Codes and Expansions (CodEx) Seminar
Mihai Cucuringu (UCLA)
Signed and Directed Graph Clustering in Financial Time Series: Statistical Arbitrage, Lead-Lag Structure, and the Market Tug-of-War
We develop spectral methods for clustering heterogeneous networks, in the setting of signed and directed networks, and demonstrate their benefits on networks arising from stochastic block models and financial multivariate time series data, where one is often interested in clustering assets that exhibit similar contemporaneous behavior. We demonstrate the economic benefits of the proposed graph clustering algorithms in statistical arbitrage and portfolio construction applications. Both signed and directed graph clustering problems share an important common feature: they can be solved by exploiting the spectrum of certain graph Laplacian matrices or derivations thereof, allowing for performance guarantees under suitably defined stochastic block models. We further develop a likelihood-based spectral clustering framework for directed graphs, providing a principled objective function along with theoretical guarantees.

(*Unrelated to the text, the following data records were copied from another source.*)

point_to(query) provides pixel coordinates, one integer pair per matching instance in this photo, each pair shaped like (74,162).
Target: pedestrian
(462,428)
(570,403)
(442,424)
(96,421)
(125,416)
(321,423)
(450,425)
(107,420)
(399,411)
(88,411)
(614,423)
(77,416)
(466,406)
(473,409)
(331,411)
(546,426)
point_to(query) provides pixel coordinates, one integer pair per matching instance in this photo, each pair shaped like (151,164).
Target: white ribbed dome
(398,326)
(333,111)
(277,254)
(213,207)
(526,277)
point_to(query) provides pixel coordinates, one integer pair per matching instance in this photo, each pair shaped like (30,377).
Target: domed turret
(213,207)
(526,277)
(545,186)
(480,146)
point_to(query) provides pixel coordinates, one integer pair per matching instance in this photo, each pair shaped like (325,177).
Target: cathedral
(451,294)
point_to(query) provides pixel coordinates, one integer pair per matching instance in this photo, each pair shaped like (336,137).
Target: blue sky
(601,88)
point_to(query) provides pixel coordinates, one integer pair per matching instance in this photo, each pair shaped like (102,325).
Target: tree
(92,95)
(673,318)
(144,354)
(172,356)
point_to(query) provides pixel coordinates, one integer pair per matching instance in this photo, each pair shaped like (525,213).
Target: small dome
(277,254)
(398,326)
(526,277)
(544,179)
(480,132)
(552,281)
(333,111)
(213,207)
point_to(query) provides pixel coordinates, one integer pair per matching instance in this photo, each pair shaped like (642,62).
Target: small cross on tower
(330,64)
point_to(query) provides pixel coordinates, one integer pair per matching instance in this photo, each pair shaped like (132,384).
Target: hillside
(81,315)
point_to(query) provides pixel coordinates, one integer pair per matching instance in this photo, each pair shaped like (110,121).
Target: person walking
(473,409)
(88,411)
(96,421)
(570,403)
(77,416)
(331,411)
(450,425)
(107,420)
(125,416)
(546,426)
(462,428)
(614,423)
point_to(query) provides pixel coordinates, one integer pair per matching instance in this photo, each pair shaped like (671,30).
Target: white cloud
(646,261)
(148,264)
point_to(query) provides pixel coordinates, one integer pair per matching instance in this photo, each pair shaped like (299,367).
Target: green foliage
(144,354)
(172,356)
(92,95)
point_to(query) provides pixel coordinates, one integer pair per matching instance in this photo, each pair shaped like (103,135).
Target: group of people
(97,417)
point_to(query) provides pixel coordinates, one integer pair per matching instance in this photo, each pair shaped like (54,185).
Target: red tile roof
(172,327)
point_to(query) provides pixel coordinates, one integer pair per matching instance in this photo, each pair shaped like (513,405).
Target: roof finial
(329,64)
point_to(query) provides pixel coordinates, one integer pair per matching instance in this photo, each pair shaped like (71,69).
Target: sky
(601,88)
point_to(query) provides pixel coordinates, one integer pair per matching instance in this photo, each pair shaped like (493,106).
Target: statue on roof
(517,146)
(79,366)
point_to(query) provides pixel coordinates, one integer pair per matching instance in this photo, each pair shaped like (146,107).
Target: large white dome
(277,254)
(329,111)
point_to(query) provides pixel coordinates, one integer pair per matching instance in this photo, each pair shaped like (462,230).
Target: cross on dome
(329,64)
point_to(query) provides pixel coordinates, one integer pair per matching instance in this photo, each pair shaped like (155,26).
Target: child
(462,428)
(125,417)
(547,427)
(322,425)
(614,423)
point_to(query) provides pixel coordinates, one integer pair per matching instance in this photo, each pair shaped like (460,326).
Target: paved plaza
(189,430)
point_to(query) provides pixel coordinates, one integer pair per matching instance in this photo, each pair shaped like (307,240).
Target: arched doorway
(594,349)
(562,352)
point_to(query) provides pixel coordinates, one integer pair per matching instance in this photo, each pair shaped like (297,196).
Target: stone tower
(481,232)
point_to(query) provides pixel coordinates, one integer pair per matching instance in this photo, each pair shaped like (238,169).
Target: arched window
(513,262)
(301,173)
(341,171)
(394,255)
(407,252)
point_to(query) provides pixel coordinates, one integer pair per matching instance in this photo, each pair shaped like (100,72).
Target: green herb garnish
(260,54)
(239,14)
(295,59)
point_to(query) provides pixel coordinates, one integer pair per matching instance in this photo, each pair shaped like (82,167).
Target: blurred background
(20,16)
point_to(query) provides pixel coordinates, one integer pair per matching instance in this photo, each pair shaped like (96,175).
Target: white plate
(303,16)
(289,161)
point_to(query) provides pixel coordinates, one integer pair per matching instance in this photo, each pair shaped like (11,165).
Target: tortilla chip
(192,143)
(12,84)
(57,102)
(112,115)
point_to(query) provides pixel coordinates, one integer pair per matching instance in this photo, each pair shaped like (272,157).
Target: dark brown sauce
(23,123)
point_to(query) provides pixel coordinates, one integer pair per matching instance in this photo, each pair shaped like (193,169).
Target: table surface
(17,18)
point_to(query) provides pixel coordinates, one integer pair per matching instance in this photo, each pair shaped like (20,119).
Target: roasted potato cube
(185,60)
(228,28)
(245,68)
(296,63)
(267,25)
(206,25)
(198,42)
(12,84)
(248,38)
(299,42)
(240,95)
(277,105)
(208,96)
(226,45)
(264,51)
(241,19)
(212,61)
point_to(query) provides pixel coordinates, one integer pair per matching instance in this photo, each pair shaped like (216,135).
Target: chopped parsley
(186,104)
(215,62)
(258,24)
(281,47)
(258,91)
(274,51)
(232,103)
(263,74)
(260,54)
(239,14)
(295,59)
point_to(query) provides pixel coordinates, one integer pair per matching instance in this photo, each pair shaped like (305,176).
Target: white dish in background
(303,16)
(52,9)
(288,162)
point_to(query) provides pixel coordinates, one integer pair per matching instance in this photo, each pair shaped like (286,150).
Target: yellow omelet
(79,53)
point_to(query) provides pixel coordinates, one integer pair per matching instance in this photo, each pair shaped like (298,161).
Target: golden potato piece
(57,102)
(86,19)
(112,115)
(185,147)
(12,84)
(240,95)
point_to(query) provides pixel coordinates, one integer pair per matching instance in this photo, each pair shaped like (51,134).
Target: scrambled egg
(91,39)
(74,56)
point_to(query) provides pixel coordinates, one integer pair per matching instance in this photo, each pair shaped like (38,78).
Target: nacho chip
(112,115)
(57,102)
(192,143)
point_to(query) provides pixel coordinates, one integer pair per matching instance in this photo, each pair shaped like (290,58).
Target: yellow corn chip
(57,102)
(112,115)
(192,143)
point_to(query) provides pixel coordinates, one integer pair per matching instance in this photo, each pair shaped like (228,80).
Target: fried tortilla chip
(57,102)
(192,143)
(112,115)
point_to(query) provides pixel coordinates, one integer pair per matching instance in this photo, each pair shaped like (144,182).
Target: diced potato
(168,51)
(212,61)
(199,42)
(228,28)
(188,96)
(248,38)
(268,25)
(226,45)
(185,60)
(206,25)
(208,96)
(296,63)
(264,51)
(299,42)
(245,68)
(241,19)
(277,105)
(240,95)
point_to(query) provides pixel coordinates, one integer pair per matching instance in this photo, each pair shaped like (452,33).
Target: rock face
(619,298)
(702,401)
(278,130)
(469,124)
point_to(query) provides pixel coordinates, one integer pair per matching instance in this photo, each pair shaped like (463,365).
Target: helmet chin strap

A task of major interest in financial applications is that of uncovering lead-lag relationships in high-dimensional multivariate time series. In such settings, certain groups of variables partially lead the evolution of the system, while other variables follow with a time delay, resulting in a lead-lag structure that can be encoded as edges of a directed network. Detecting clusters exhibiting a notion of pairwise flow imbalance amounts to identifying baskets of assets that lead and lag each other. We leverage graph clustering and ranking algorithms for lead-lag detection, and demonstrate that our methodology identifies statistically significant lead-lag clusters in the US equity market. We study the composition of the uncovered clusters, compare performance across time frequencies, and benchmark against established approaches from the lead-lag literature for portfolio construction. In addition, we uncover a market-wide "tug-of-war", whereby overnight speculation and daytime price correction propagate across stocks through directed lead-lag relations, giving rise to economically meaningful cross-asset trading opportunities.